Government raised transaction taxes connected equity derivatives successful Union Budget presumption connected Sunday (February 1, 2026) successful a bid to chill down derivatives markets, sending banal indexes down connected concerns implicit trading higher costs.
The Budget besides projected changes successful taxation of buybacks, which involves companies repurchasing their ain shares from existing shareholders usually from the unfastened marketplace oregon done a tender offer.
The Nifty 50 scale was down 0.84%, portion the BSE Sensex scale was down 0.74%
The authorities projected expanding the securities transaction taxation connected futures to 0.05% from 0.02% and on options to 0.15% from 0.1%. It besides said stock buybacks would beryllium taxed arsenic superior gains astatine slab rates, with ample shareholders facing further levies.
"Higher transaction costs are apt to trim trading volumes, dampen short-term momentum, and little profitability for progressive marketplace participants. FII information successful derivatives may besides mean arsenic post-tax trading ratio declines, impacting wide liquidity," Raj Gaikar, a probe expert with Mumbai-based SAMCO Securities, said.

"This tin make a cascading effect connected gross streams of broking companies, exchanges, AMCs, and depositories, which are intimately linked to marketplace turnover," helium added.
Other analysts said that the summation volition further chill derivatives trading successful India and pb to simplification successful volumes.

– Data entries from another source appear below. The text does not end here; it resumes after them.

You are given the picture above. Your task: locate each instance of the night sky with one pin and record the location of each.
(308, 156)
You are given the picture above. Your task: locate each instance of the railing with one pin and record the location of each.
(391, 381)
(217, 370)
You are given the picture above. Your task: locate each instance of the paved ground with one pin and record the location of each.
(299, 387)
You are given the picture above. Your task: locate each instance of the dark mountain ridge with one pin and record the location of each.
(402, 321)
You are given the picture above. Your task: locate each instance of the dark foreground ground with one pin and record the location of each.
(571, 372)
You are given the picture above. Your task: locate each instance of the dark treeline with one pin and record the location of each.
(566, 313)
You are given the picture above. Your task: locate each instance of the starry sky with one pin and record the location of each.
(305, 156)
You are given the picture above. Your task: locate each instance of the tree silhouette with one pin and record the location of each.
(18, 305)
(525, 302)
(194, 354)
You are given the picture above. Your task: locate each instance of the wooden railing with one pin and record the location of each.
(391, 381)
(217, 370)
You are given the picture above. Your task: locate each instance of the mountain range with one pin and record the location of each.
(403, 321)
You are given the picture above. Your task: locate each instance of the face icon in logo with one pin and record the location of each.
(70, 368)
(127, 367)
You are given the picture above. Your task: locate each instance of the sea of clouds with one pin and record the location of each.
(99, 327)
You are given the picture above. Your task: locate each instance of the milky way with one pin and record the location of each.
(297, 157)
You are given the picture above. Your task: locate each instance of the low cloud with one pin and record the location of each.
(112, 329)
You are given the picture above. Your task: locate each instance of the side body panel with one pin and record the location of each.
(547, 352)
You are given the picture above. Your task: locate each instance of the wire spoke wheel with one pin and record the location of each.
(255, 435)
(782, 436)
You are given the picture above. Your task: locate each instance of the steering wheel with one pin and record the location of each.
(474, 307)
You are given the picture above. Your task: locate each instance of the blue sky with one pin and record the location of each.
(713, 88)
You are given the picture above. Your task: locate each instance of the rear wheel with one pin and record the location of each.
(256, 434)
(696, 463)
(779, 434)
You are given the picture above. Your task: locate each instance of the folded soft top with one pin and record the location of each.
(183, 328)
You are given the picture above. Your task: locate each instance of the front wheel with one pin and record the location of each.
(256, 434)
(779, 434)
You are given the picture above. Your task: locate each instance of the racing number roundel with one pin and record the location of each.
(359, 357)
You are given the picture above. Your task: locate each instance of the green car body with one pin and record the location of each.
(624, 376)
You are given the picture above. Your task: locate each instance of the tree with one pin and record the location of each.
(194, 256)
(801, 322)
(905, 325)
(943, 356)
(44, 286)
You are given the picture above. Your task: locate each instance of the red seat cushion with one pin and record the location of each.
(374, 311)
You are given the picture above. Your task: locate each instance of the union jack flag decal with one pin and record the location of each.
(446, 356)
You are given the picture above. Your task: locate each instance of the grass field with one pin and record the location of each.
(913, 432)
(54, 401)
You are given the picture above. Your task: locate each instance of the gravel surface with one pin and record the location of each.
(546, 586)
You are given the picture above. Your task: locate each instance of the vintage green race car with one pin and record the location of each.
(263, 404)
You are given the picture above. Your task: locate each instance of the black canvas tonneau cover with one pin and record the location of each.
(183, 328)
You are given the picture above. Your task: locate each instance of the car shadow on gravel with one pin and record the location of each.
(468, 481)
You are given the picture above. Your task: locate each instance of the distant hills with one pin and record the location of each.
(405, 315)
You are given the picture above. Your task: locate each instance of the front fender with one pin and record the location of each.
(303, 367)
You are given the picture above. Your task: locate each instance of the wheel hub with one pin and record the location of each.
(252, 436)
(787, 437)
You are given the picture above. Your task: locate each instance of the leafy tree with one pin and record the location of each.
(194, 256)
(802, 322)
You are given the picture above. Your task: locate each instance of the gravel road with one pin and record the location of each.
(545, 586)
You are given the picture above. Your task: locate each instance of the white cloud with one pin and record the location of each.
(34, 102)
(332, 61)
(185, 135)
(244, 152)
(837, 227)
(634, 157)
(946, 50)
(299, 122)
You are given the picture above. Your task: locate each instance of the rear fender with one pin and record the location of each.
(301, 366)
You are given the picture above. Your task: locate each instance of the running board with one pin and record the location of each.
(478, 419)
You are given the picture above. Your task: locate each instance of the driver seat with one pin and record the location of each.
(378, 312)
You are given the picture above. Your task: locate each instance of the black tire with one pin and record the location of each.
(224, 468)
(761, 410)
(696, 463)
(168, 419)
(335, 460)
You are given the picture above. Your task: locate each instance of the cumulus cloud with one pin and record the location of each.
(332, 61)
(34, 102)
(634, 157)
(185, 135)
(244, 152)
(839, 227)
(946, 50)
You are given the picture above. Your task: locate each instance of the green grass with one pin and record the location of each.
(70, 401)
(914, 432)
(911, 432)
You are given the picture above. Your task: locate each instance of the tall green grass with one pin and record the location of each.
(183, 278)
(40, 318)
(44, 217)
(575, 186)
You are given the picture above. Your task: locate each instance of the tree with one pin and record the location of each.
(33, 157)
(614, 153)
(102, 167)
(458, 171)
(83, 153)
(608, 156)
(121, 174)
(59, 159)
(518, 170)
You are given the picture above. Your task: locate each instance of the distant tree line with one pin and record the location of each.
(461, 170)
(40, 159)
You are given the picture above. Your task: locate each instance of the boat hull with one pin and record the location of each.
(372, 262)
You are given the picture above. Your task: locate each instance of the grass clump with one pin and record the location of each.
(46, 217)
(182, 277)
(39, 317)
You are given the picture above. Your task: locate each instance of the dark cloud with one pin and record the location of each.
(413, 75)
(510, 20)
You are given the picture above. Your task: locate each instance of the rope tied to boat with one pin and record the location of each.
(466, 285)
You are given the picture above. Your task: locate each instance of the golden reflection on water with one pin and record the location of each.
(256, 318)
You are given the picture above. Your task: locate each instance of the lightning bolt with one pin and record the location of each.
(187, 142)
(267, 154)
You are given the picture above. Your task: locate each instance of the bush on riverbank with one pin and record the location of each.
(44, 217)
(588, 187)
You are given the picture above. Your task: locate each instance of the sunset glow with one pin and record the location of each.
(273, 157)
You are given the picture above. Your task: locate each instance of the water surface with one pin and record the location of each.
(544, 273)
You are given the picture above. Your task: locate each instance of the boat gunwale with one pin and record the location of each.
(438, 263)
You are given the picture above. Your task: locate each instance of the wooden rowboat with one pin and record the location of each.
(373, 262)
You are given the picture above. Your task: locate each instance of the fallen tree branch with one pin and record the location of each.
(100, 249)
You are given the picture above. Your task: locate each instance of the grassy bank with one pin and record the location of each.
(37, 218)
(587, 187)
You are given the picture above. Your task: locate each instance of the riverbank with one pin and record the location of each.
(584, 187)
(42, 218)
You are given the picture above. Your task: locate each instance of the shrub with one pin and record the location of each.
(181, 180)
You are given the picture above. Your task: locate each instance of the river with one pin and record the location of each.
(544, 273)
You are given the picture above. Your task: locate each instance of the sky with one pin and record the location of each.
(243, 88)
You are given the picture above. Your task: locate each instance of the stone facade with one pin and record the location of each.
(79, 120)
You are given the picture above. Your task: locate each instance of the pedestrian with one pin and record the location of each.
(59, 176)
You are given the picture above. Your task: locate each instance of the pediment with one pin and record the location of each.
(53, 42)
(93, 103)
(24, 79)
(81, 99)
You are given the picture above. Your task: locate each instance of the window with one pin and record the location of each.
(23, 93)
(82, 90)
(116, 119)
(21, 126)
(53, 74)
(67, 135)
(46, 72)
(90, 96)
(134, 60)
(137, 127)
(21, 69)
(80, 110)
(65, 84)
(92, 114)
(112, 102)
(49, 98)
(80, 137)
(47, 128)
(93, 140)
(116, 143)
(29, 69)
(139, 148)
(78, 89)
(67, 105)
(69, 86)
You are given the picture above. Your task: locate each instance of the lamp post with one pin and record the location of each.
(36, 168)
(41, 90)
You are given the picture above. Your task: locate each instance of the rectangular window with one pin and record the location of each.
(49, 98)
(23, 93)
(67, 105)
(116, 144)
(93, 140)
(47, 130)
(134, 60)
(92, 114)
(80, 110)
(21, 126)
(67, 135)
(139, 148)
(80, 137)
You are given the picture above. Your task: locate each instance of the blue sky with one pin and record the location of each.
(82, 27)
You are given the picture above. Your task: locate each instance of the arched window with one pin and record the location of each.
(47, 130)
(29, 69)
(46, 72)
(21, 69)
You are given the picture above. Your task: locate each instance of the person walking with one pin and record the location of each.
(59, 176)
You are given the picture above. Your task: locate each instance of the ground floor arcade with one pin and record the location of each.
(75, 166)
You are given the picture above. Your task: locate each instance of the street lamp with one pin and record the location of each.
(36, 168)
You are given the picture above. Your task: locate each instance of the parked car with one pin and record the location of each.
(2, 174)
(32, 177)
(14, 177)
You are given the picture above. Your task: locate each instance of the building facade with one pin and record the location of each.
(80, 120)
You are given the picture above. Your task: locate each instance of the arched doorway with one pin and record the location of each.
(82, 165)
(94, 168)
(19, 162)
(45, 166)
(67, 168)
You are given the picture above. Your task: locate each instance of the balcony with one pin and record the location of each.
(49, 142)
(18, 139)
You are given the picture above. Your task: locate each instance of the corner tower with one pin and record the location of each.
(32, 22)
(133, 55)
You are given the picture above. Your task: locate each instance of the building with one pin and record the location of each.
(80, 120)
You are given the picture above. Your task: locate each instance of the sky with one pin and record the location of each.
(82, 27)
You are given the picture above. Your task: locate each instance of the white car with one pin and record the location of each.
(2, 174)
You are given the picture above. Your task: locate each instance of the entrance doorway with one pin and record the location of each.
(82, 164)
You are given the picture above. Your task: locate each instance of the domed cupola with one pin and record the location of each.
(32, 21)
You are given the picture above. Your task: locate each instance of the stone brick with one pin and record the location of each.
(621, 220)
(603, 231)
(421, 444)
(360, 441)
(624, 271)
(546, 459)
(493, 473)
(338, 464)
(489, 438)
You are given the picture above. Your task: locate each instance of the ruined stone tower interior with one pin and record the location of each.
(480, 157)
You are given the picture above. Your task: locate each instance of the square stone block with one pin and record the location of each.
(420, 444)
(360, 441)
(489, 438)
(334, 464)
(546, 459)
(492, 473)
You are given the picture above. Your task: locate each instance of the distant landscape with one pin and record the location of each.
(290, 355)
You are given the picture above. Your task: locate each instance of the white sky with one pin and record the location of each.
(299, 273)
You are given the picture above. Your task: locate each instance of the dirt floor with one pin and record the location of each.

"The intent appears to be measurement moderation alternatively than gross maximisation, arsenic immoderate imaginable gross summation could beryllium offset by little derivative volumes," Shripal Shah, MD & CEO Kotak Securities said.
The authorities has been trying to trim the derivatives trading enactment done tighter regulations and accrued taxes successful the past 2 years arsenic retail investors proceed to marque losses.